Literacia científica: à procura do arco-íris

Anónimo disse...

Penso que para se ser um virtuoso em violino é preciso mais do que arte: muita técnica, muita disciplina mental, muita capacidade para se ler(com extrema rapidez, e à primeira vista) uma linguagem complexa como a da música (porventura tão complexa como a da matemática?). A disciplina e determinação para se chegar lá pode ser a mesma que na ciência, mas o resto é, parece-me, bastante diferente. Aprender música a sério (num Conservatório) ajuda, a meu ver, a disciplinar a mente e a autonomizar o indivíduo pensante, e isso são aspectos essenciais da actividade científica. Não creio que se deva encarar o ensino artístico apenas como privilégio daqueles que, mais tarde, querem ser artistas.

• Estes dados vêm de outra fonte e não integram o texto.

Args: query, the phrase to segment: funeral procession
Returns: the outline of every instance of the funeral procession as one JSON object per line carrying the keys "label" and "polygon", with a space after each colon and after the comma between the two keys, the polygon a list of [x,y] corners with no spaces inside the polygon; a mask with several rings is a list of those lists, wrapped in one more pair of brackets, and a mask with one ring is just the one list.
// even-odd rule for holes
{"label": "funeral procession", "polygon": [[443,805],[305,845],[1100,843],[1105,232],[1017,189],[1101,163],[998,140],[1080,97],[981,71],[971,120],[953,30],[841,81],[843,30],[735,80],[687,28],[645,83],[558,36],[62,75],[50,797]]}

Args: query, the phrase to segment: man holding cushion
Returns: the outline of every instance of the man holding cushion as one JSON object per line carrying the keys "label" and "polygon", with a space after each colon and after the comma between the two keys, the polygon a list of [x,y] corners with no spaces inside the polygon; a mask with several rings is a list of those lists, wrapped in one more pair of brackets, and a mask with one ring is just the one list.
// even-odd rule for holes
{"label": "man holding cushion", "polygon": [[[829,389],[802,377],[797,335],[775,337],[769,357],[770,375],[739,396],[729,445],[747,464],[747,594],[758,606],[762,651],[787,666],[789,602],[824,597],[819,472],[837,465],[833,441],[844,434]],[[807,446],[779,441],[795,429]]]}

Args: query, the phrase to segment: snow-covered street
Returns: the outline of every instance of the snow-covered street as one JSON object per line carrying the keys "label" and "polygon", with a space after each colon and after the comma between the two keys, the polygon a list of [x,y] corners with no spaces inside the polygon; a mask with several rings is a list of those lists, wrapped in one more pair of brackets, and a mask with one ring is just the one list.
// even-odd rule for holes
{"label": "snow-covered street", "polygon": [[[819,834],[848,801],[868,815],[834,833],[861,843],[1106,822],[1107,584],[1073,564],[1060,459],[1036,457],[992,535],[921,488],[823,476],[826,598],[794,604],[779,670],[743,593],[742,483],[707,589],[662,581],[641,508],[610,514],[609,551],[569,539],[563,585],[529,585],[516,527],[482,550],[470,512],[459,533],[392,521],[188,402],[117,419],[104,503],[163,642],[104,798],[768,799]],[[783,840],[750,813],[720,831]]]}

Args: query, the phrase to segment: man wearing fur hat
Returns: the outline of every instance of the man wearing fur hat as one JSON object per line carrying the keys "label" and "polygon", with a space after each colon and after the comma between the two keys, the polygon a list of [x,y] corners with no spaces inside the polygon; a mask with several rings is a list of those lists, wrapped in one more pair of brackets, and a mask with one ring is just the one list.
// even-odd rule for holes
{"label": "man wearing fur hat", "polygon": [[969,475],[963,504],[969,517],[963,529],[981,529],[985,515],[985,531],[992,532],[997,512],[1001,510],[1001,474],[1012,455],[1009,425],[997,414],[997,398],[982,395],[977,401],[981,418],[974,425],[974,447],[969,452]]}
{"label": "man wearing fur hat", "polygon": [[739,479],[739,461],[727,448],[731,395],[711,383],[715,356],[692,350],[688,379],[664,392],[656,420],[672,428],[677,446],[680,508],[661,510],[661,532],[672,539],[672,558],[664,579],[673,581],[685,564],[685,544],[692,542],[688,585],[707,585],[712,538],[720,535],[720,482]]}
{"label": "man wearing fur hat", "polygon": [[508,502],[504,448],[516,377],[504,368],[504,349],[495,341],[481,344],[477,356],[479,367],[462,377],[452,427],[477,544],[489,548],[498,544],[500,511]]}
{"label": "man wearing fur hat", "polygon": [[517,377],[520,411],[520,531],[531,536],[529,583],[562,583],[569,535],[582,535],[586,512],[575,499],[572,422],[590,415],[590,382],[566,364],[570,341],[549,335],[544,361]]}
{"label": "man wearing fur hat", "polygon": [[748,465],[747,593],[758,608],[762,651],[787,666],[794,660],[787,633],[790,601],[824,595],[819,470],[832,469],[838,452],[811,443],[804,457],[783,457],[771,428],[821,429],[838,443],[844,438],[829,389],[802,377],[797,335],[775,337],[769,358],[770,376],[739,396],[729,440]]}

Nem acho que toda a arte deva ser vista, necessariamente, como «harmonia», se bem que, numa orquestra, seja essencial a coordenação às milésimas de segundo com todos os outros intérpretes, o que também pode ser descrito como «harmonia» (mas a arte não serve apenas para dispor bem, ou como ingrediente decorativo nas nossas vidas: a coisa é bem mais complicada, e difícil de explicar!). O ensino da música (como o das línguas) faz muito bem aos outros, também, que nunca serão virtuosos artistas, e que não deviam ser excluídos da possibilidade de acederem a esse conhecimento. É confrangedor que se corte tanto no número de vagas para aprender música, no Conservatório...! As horas passadas por um aluno no Conservatório são depois compensadas em menos dinheiro pago pelas famílias a explicadores de matemática, e assim.